13 "Woe to you, teachers of the law and Pharisees, you hypocrites! You shut the kingdom of heaven in men’s faces. You yourselves do not enter, nor will you let those enter who are trying to.”

“The God-Shaped Hole in all of Us”

I’m sure none of you have EVER experienced the unbridled wrath of a VERY… upset… two year old! Let me educate you if you haven’t. It goes a little something like this… WAAAAAAAAAH! At least that is what William does when he does not get his way. Sometimes… it is over the silliest of things. The other day, he thought the soda-pop cooler at the gas station was a tent, and he threw a complete fit in the middle of the store when we would not let him play inside the “tent.” Sometimes, it is over more serious matters, like the night I could not fight his puppy at bed time.

Oh… I had bears, ducks, frogs… even a stuffed Minnesota Viking doll… (which all of you bears fans will be glad to hear that he hates), I even had a different “puppy.” None of them worked… there was only one puppy that he wanted… only one puppy that he needed… only one puppy – that would bring his now quite anxious father salvation.

There was no reconciling him. He was incomplete without the puppy… and there would be no rest until it was found. Luckily… it turned up in the basement… comfortably riding in the bed of his Tonka truck. William received his puppy, and almost instantaneously fell into the soft slumber that I’m sure only two year olds can really know.

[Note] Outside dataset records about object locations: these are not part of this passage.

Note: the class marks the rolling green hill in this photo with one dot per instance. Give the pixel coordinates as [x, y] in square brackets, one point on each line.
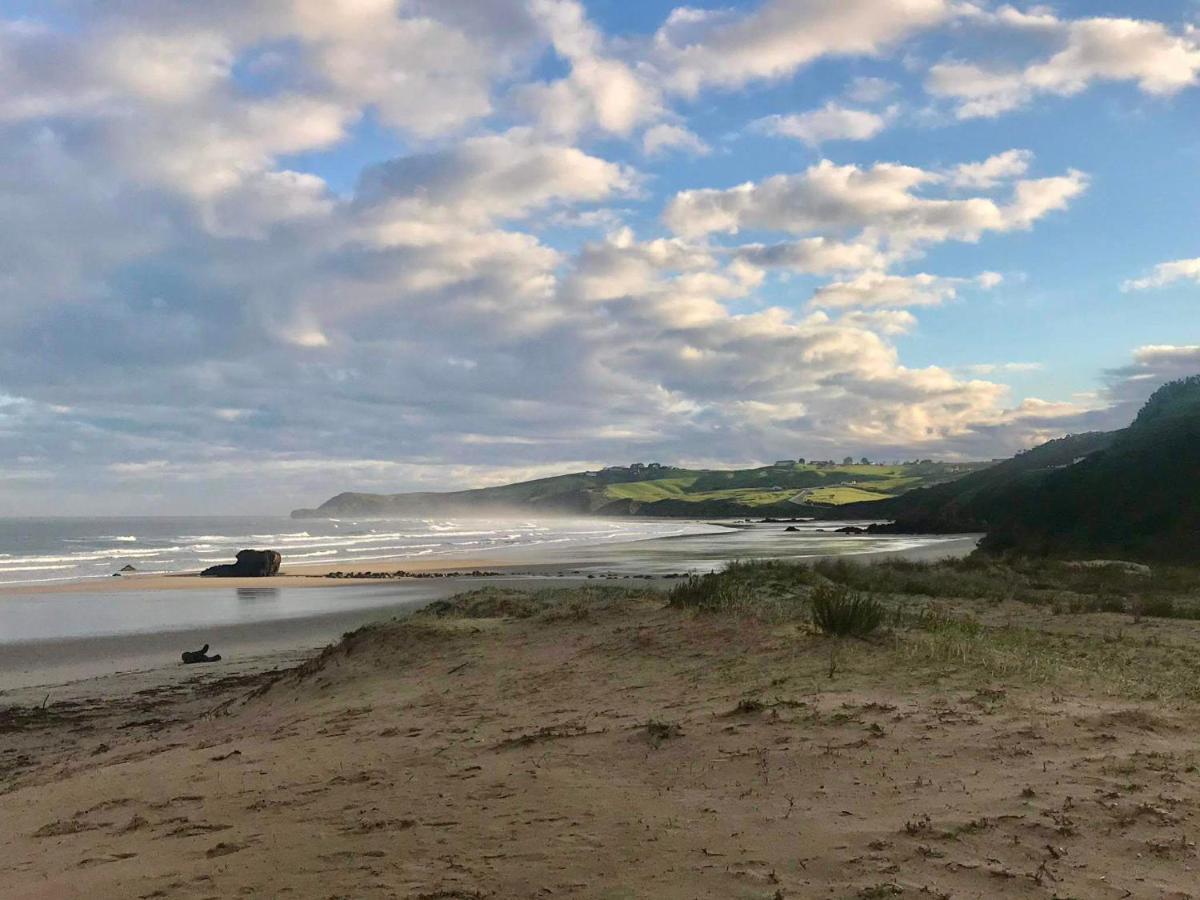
[787, 489]
[1133, 493]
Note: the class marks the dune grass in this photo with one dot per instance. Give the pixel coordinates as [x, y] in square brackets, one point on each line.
[957, 619]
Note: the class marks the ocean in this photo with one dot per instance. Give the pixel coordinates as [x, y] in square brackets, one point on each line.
[37, 551]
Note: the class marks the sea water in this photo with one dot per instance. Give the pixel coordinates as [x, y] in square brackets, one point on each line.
[39, 551]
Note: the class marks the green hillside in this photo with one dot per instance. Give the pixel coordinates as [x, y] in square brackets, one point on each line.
[652, 490]
[1133, 493]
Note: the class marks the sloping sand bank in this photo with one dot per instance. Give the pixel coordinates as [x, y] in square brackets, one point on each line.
[604, 747]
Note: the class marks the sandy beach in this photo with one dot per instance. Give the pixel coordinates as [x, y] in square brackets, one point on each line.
[598, 744]
[54, 637]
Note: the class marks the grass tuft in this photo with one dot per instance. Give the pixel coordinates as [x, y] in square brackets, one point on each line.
[845, 613]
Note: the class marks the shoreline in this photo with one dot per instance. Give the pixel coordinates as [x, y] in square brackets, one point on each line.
[503, 563]
[71, 665]
[461, 754]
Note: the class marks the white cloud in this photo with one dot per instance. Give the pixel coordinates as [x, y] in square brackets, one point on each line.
[600, 90]
[988, 369]
[815, 256]
[1167, 274]
[663, 137]
[1095, 49]
[700, 48]
[833, 121]
[490, 177]
[880, 289]
[882, 199]
[993, 171]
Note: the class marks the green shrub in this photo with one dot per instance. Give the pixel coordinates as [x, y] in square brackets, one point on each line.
[715, 592]
[1161, 607]
[844, 613]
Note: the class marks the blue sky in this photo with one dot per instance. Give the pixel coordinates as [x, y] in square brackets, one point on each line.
[261, 252]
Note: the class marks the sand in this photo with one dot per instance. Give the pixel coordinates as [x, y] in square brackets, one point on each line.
[607, 748]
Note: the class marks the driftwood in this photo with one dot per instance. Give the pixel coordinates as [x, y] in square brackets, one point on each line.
[201, 655]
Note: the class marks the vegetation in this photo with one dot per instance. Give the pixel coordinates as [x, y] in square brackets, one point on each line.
[786, 489]
[844, 613]
[1114, 628]
[1129, 493]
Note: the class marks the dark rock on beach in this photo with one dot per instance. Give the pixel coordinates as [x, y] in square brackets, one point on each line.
[251, 564]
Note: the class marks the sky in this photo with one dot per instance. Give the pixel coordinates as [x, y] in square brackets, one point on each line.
[257, 252]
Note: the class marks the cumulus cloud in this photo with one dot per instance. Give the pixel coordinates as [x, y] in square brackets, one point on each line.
[663, 137]
[491, 177]
[600, 90]
[832, 121]
[814, 256]
[190, 309]
[1167, 274]
[1158, 60]
[880, 289]
[701, 48]
[993, 171]
[883, 198]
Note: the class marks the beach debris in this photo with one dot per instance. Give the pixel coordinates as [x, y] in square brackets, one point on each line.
[201, 655]
[251, 564]
[403, 574]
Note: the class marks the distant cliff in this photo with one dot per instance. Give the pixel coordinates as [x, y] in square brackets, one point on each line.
[790, 487]
[1133, 493]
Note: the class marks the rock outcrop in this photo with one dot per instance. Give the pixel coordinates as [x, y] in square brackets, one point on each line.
[251, 564]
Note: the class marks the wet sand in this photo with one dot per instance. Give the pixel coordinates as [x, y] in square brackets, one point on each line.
[252, 636]
[615, 749]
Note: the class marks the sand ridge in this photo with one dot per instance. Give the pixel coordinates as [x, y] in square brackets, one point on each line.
[605, 748]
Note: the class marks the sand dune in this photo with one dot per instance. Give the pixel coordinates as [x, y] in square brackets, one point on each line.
[600, 747]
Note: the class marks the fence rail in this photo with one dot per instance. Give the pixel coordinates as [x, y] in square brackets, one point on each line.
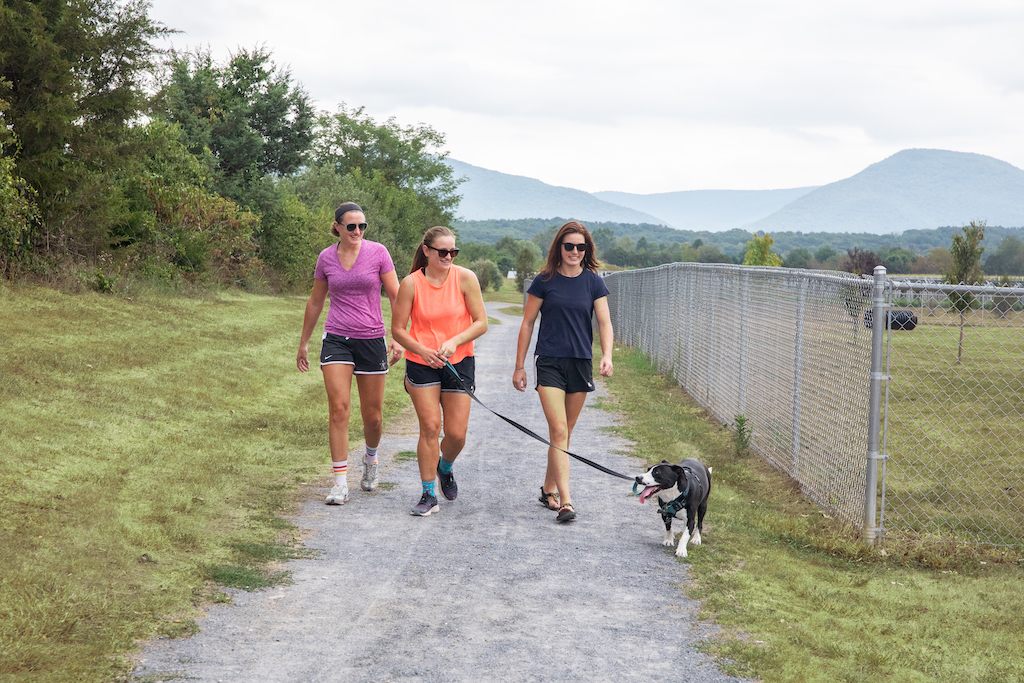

Seems silly, to make such a display over such a silly thing as a puppy. I mean… really. He’s going to have to learn sooner or later that life is not fair. He’s going to have to learn sooner or later that he can not always get his way… can’t always get what he wants. We all did! We got tough. We stopped our crying when life gave us less then we deserved, gave us less than we wanted!

But we have never stopped needing. We have never stopped wanting. Sure… we’ve suppressed our selfish cries for fulfillment… but in many ways… we are still like two year olds… needing that warmth and security that only one thing can give us! And we spend our entire lives searching… we spend our entire lives seeking. We ache for that hole inside of us to be filled, and we try to fill it with friends, with companionship, with money, with toys, with work, with admiration, with power, with… so many different things. And we are still left empty. Still wanting… for that hole inside of us to be filled.

You see brothers and sisters… there is a hole inside every single one of us that can only be filled by one thing… and it WILL never be filled until we find that one thing. That hole… is a God-shaped hole, a hole that only God can fill. Everything else we try to fill it with will fall short… and leave us wanting… crying in our cribs for that one thing to come.

A few of us have found that one thing… but many of us are still searching… still wanting… still crying out. Our town of Fairbury now boasts a population of around 4,000 people. Now, just estimating… putting all the church memberships in town together, we would hit a guestimate number somewhere in the ballpark of 2,000 people who attend a church… leaving roughly half the town of Fairbury un-churched. Roughly half of the people of our town… left wanting… left crying out.

And here is the kicker… many of them know that what they are lacking is something of the divine… and they have even tried to come to our churches… and have not found God here. Let me relate the story of one man who went to church on a Sunday… seeking to fill his God-shaped hole… and left that Sunday... still empty.

He relates his story saying, I had made up my mind to finally go to church that day, but that morning I was running late. I almost couldn’t find the place, but I did, and I had to park pretty far away. I felt pretty awkward walking up to that church – I could hear that everyone was already singing. It was my first year of living in that area, and no one knew me.

I slowly opened the big wooden door of that church and quietly stepped into the entry way. That entry way was very small – about the size of two phone booths, put together. I did my best to act like I belonged there, but deep down, I felt awkward. The ushers were sitting on chairs in the worship area facing forward – they were so busy singing their hymns that they didn’t notice me. I looked around, but I could see that there was no place to sit. And there weren’t any hymnals either, so I just stood there, trying to look cool.